Portugal // Estremadura and Ribatejo

Torres Vedras

TORRES VEDRAS took its name from the Duke of Wellington’s famous defence lines (Linhas de Torres) in the Peninsular War against Napoleonic France. The “Lines” consisted of a chain of 150 hilltop fortresses, built in a matter of months, where in 1810 Wellington and his forces retired, comfortably supplied by sea and completely unassailable. The French eventually retreated back to Spain in despair. Thus from a last line of defence, Wellington completely reversed the progress of the campaign – storming after the disconsolate enemy to effect a series of devastating victories.

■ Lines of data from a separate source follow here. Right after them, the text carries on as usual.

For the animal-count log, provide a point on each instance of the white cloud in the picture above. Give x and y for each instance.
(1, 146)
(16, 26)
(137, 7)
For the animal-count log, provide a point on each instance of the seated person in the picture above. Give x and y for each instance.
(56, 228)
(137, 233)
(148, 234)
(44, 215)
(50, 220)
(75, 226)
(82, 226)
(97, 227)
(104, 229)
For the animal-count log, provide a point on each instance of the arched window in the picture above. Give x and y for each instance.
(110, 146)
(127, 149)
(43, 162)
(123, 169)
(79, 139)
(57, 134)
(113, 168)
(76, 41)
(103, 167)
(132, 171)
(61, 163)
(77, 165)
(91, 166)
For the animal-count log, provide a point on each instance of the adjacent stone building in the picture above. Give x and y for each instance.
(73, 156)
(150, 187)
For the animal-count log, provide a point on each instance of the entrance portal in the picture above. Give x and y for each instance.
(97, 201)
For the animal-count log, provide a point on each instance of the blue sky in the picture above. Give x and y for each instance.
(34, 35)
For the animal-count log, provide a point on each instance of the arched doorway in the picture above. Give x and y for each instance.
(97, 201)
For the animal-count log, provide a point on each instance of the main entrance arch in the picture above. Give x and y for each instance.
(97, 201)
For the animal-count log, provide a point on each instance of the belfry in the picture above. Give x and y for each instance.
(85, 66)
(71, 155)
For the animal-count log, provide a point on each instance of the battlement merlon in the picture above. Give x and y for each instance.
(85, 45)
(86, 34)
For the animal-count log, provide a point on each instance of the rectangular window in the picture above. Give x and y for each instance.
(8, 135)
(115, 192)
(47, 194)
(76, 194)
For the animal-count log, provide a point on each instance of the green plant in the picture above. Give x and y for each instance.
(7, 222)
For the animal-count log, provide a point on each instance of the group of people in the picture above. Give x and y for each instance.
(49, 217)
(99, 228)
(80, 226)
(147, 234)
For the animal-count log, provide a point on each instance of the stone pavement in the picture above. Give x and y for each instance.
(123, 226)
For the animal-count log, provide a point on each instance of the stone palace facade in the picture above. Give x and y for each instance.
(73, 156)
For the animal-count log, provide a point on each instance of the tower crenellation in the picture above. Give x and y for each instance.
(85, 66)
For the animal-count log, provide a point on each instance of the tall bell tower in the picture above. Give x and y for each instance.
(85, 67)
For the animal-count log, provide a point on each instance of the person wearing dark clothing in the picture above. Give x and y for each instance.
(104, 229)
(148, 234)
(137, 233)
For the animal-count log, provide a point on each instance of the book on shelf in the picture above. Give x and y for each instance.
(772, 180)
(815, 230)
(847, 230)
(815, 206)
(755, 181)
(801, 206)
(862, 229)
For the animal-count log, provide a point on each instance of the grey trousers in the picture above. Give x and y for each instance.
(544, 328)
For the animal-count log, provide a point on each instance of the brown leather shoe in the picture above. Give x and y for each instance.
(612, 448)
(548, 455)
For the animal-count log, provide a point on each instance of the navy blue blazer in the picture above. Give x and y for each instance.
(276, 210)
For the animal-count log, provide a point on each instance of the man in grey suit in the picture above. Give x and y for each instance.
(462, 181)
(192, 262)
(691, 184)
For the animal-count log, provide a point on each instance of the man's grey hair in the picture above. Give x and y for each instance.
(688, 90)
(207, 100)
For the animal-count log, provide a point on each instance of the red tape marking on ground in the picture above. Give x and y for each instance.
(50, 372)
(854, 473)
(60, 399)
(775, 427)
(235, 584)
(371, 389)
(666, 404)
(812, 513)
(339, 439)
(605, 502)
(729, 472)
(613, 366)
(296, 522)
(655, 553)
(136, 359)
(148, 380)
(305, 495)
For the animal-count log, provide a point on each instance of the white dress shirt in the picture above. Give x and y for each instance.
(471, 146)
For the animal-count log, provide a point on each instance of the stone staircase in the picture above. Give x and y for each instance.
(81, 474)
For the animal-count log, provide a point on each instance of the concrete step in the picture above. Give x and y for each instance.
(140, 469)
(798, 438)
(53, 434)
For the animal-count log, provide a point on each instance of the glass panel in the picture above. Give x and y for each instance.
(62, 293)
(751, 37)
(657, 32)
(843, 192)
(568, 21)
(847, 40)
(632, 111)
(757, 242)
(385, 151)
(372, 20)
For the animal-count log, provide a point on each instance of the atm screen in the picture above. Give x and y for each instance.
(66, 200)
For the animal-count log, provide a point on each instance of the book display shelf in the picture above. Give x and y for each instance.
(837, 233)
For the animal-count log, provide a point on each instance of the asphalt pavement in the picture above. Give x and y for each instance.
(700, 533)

Despite the historical glory, modern Torres Vedras is a little disappointing. There are a few fortress ruins in the vicinity and a couple of imposing sixteenth-century churches but, bar a pleasant kernel of cobbled lanes, the town is swamped by a dull urban sprawl. It’s at its best around the central Praça 25 de Abril, where – in the old Convento da Graça – the Museu Municipal features a room devoted to the Peninsular War; an obelisk in the square outside commemorates the battles. Above the old town sits the Castelo, which was once a popular royal residence. It was here, in 1414, that Dom João I confirmed the decision to take the Moroccan outpost of Ceuta – the first overseas venture leading towards the future Portuguese maritime empire. The castle was reduced to rubble by the earthquake of 1755, but the battlements have been restored and in spring the slopes are carpeted with red poppies.